Dream A Little Dream Of Me…


Dr Nathan has a saying – "reason rationalizes reality" – but the explanation for this extraordinary movie came to me in a dream: it’s all a dream. Sound enigmatic? Wait until you see Marin Blue and you’ll know what I mean.


What we have here from writer/director Matthew Hysell is a nifty little non-story about Jim Reed and Marin Blue (played by Cory Knauf and Najarra Townsend), two good-looking, hair-stroking kids who manage to find themselves, maybe, in a non-sequitor world adjacent to Los Angeles. Jim has been committed to a youth mental facility and Marin works there, watching the inmates over closed circuit TV and singing sad ditties over the loudspeaker. When this flick started I thought I might be watching an update of Sam Fuller’s classic, Shock Corridor, but Jim escapes and is later found by Marin on the hard streets of LA. They meet, finally discover they once knew each other at high school, and travel together to rediscover their lost past.

Or so it seems. Turns out Marin is a narcoleptic and has to drink a blue liquid out of small vials to control her condition. There’s a telling scene about a third of the way thru where Jim and Martin are sitting in a diner and Marin conks out.
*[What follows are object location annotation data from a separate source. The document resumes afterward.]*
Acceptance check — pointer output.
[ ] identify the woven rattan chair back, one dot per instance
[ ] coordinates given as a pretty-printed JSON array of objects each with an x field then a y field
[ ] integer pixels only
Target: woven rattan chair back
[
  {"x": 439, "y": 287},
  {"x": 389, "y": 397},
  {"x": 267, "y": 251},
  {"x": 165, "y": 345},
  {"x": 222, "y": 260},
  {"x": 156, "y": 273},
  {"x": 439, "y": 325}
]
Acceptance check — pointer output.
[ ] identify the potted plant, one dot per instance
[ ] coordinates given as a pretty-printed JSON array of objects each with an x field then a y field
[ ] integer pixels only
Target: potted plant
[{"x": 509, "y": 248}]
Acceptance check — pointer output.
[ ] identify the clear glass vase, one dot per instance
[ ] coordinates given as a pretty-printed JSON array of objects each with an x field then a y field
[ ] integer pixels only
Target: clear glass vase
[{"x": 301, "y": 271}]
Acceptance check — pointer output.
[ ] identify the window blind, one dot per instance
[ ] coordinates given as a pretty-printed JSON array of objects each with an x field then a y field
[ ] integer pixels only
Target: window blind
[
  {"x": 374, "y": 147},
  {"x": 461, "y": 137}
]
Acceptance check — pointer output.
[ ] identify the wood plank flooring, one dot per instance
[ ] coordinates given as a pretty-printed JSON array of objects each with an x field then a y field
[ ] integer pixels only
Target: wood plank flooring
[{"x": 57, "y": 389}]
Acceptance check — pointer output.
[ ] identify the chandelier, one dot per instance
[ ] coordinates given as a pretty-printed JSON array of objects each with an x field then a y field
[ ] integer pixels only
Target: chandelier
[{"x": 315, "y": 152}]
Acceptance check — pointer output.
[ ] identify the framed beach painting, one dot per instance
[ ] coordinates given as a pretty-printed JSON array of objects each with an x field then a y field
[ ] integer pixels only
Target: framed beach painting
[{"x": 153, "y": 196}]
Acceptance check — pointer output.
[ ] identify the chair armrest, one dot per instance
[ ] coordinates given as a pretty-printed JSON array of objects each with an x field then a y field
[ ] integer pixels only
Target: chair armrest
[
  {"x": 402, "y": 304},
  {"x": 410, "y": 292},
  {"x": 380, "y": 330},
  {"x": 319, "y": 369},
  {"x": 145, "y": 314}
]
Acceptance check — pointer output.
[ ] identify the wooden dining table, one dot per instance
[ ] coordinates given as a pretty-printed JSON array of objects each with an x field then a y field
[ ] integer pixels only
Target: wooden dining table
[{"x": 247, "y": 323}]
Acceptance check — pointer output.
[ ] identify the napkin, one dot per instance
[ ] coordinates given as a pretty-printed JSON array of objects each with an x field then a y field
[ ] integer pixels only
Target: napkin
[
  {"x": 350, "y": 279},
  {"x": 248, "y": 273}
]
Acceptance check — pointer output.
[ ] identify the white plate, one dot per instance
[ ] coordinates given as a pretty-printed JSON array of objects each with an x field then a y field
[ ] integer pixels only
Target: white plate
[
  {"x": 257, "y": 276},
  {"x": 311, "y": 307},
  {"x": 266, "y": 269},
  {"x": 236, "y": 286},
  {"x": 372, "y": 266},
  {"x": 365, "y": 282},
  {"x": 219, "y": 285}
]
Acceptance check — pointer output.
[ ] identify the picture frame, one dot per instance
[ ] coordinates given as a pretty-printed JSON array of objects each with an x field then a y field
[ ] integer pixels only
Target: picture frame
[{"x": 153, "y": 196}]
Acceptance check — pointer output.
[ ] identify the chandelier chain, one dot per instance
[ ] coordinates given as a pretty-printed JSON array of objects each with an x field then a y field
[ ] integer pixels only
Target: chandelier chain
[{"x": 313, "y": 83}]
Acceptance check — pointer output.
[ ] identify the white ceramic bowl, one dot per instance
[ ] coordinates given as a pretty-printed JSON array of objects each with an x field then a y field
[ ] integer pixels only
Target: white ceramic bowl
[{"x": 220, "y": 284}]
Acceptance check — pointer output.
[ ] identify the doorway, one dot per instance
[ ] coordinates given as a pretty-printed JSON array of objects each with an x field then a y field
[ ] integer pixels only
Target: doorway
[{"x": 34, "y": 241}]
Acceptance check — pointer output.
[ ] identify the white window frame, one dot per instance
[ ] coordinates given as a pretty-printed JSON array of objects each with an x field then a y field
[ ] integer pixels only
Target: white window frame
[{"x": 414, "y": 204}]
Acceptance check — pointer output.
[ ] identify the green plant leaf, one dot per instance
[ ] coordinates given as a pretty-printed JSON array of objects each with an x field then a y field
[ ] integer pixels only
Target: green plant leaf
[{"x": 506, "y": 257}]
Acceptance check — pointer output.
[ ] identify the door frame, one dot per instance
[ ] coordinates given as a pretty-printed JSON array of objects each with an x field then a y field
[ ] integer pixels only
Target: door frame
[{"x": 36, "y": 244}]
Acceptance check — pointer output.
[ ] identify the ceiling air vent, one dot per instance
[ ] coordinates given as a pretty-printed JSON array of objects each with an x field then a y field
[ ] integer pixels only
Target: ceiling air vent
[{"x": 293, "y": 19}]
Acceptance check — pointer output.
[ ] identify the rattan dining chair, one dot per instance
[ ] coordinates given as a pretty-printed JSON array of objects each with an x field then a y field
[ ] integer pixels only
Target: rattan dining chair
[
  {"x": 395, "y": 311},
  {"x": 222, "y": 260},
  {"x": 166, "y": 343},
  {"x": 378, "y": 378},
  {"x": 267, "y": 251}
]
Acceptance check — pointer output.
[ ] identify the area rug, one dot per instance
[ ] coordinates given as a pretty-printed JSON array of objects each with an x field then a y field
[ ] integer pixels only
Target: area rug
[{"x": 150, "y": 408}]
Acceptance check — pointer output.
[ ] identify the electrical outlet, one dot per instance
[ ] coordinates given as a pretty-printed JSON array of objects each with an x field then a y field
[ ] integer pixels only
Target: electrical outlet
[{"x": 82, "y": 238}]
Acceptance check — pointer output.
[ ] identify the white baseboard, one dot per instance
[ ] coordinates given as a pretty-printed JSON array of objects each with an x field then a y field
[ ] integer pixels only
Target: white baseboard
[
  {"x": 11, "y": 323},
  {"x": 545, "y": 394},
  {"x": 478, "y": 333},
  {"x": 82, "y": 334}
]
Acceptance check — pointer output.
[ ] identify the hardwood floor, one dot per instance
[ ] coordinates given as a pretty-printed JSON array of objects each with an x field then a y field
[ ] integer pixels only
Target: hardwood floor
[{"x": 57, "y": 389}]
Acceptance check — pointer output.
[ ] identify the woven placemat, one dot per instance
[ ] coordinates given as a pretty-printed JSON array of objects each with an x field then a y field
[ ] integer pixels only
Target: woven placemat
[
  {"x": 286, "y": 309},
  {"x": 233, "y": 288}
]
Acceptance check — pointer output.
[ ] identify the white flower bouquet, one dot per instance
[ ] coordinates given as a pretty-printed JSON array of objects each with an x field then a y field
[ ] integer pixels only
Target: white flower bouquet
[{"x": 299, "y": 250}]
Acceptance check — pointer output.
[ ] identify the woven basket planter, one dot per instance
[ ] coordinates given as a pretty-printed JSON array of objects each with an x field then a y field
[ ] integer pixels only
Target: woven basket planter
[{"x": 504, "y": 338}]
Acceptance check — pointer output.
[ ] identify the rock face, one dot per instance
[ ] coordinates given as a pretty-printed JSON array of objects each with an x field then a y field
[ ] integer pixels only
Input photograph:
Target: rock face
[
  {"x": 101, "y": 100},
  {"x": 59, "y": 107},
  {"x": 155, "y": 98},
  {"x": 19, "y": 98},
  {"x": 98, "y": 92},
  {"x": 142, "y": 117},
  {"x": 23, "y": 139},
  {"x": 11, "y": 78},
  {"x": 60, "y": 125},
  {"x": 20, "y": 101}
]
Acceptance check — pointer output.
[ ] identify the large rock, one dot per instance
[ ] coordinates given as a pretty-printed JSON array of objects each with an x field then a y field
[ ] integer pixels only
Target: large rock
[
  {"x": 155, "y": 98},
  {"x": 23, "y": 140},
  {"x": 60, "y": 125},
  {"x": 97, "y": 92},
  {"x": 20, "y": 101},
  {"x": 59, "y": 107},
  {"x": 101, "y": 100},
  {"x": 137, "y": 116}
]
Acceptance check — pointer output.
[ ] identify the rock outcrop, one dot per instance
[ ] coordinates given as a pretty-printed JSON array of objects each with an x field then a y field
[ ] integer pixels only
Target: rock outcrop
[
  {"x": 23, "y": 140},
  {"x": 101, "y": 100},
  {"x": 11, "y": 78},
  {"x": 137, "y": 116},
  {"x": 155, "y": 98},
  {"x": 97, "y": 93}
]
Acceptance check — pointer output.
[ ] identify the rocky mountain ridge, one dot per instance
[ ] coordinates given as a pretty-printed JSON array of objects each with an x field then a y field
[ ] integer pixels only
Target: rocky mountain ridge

When she revives she slurps some blue and Jim asks what it is -- "I don’t know" -- and what it does -- "It’s like I’m dreaming, but still awake." Hey presto. There’s the movie in one line. The action moves like a waking dream, with no backstory, no reason for plot twists, no suggestion as to who these people are, no rationale to tie anything together.

Normally, this endless guessing game would cause he Doctor to slip into his own narcoleptic state, but Marin Blue is saved by the quirky acting of Cory Knauf and Najarra Townsend and the lush cinematography of George Su. Cory and Najarra are California cuties with great hair they constantly flip and flick, and George Su has a great eye and loves contrasts, especially with over-saturated color. The sets are uniformly as minimal and bleak as possible, and although the action appears to be strung out over weeks, Marin is only seen in one costume – a leg-revealing odd purple frock.

Is the whole thing a series of dreams, some narcoleptic, some crazy? A side effect of the blue medicine? The fantasies of a mental patient? Or perhaps it’s just a story with all the connections removed. Whatever it is, Marin Blue is successful at drawing you in to its enigma and soothing you with its visual treats. Not all dreams are nightmares.